The game was shrouded in controversy, though, with Hungary adamant that there had been a foul in the lead-up to Germany's second goal, and that a Puskas equaliser had been wrongly ruled out for offside.

There were also subsequent, unverified allegations that the German players had been given, with or without their knowledge, performance-enhancing substances (even though there were no doping regulations at the time).

Others claimed that the victors had merely benefited from wearing revolutionary new adidas boots with screw-in studs that could be adapted to different playing surfaces.

Whatever the truth, Germany's players were feted as heroes and lauded for restoring the confidence of a nation still coming to terms with the fallout from World War II. A film was even made about ‘The Miracle of Bern’.

In Hungary, meanwhile, it was claimed that the shock and anger caused by the defeat sewed the seeds of dissatisfaction with the communist regime of the time that led to the 1956 uprising.

Fair to say, then, that the 1954 World Cup final was one of the most dramatic, and influential, games ever played.

GettyChile 2-0 Italy | 1962

David Coleman famously introduced highlights of Chile's meeting with Italy at the 1962 World Cup as "the most stupid, appalling, disgusting and disgraceful exhibition of football, possibly in the history of the game."

It was difficult to disagree. There had only been two red cards in the game in Santiago – both for Italy – but police had to intervene on four separate occasions in a desperate bid to keep the peace.

The bad blood began before the game, with two Italian journalists provoking uproar in the host nation with their description of Chile as a country of "malnutrition, illiteracy, alcoholism and poverty".

Their Chilean counterparts countered by claiming that Italians were fascists, gangsters and dopers.

There was always a chance, then, that the group game would have an edge to it. What followed, though, was truly shocking.

The first foul was committed after 12 seconds of play, while Giorgio Ferrini was dismissed just eight minutes in. He vehemently contested the decision, though, and had to be escorted from the field by police.

Mario David was shown a red card just before the break and, once again, all hell broke loose, with Leonel Sanchez breaking Humberto Maschio's nose with one of the numerous punches thrown during the ensuing melee.

Chile unsurprisingly went on to win the game, with late goals from Jaime Ramirez and Jorge Toro, but they were mere footnotes in what became known as 'The Battle of Santiago'.

GettyEngland 4-2 West Germany | 1966

For England fans, Kenneth Wolstenholme's commentary on the dying seconds of the 1966 World Cup have long since passed into footballing folklore. "And here comes Hurst. He's got… some people are on the pitch, they think it's all over! It is now!"

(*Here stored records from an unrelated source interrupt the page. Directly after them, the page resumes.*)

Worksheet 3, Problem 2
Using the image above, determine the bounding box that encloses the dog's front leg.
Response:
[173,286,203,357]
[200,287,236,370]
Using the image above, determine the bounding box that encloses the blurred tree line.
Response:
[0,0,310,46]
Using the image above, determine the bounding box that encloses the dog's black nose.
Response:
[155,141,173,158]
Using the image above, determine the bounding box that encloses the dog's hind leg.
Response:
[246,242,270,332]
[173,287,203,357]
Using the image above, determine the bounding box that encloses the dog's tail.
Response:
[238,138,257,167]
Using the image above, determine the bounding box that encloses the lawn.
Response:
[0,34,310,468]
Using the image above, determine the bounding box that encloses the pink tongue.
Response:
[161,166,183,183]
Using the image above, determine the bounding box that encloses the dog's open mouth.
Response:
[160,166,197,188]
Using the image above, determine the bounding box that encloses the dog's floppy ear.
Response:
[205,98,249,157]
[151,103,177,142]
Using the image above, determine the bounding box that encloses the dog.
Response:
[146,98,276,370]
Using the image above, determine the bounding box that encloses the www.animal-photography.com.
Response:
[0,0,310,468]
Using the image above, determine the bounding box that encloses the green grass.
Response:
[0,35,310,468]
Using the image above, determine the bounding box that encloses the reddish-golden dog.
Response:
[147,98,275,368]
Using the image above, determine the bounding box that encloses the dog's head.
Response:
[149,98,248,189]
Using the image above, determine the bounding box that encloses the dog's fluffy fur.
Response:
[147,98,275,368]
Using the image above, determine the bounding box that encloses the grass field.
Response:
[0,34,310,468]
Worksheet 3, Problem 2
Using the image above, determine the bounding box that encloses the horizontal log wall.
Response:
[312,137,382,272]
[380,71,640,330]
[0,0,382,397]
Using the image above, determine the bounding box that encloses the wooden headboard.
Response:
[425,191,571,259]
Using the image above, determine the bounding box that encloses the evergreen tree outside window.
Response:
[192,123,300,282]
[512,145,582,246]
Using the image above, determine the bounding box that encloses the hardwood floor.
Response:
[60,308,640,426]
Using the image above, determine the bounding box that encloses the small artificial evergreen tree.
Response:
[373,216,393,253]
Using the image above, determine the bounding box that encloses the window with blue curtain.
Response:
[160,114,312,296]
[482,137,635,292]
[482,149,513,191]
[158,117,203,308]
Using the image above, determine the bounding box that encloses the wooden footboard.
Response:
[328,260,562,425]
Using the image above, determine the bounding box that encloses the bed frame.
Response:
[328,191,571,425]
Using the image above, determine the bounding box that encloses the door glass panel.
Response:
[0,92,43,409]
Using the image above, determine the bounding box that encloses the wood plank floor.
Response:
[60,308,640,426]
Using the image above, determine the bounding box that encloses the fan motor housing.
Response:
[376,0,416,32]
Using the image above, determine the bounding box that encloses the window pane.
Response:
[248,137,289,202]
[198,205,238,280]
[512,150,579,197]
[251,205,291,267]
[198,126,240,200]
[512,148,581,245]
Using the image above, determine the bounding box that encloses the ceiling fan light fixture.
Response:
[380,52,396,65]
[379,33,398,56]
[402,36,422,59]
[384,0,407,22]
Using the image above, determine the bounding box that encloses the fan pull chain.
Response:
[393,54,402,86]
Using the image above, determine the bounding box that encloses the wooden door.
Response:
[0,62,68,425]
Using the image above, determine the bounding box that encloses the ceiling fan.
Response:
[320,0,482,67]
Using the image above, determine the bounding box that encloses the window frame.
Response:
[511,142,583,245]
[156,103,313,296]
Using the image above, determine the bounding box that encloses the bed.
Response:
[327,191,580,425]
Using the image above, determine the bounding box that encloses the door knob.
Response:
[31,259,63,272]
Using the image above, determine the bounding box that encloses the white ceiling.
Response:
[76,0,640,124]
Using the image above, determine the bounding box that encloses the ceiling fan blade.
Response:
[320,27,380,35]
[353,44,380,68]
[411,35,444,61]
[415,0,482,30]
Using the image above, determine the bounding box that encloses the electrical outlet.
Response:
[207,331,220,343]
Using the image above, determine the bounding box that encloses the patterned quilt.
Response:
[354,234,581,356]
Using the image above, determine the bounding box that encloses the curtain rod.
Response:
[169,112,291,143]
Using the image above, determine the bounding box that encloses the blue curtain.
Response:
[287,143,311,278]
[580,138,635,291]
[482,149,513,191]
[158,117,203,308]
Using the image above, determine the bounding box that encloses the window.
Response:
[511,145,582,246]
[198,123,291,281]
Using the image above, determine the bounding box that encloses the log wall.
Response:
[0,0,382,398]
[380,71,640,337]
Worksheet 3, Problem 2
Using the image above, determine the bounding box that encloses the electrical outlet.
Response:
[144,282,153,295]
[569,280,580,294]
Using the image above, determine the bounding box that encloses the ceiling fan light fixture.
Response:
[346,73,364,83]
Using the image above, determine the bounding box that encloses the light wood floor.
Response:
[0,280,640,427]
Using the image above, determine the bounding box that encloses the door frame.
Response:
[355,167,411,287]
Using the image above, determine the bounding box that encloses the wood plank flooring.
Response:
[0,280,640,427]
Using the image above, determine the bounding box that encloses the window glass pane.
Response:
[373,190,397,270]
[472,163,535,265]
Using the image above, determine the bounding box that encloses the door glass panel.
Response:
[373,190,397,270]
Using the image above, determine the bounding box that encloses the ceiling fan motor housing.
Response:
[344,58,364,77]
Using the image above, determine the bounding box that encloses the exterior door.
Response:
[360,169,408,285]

Geoff Hurst's thumping finish in the famous 4-2 win over West Germany was historic for a couple of reasons. Firstly, no player had ever previously scored a hat-trick in a World Cup final, and it's a feat that remains unrepeated. Secondly, it saw England crowned world champions for the first – and still only – time in the nation's history.

However, for most neutrals, the game's most memorable moment was not Hurst's third goal, but his second.

With the game delicately poised at 2-2, Hurst unleashed a shot that crashed off the crossbar. The ball bounced back down into the turf before being cleared. Referee Gottfried Dienst was unsure if it had crossed the line, so consulted linesman Tofiq Bahramov, who instructed him to give the goal.

It remains one of football's most controversial calls, as it effectively decided the final in England's favour (the Germans were pouring forward desperately searching for an equaliser when Hurst struck again in the dying seconds).

England fans will tell you that Bahramov had a clear view of the ball crossing the line, and that Roger Hunt's reaction was telling, with the nearby forward immediately raising his hands to celebrate the 'goal' rather than trying to score from the rebound.

Some scientists disagree, though. An experiment carried out at the University of Oxford decades later claimed that video technology showed that 'only' 97 per cent of the ball had crossed the line.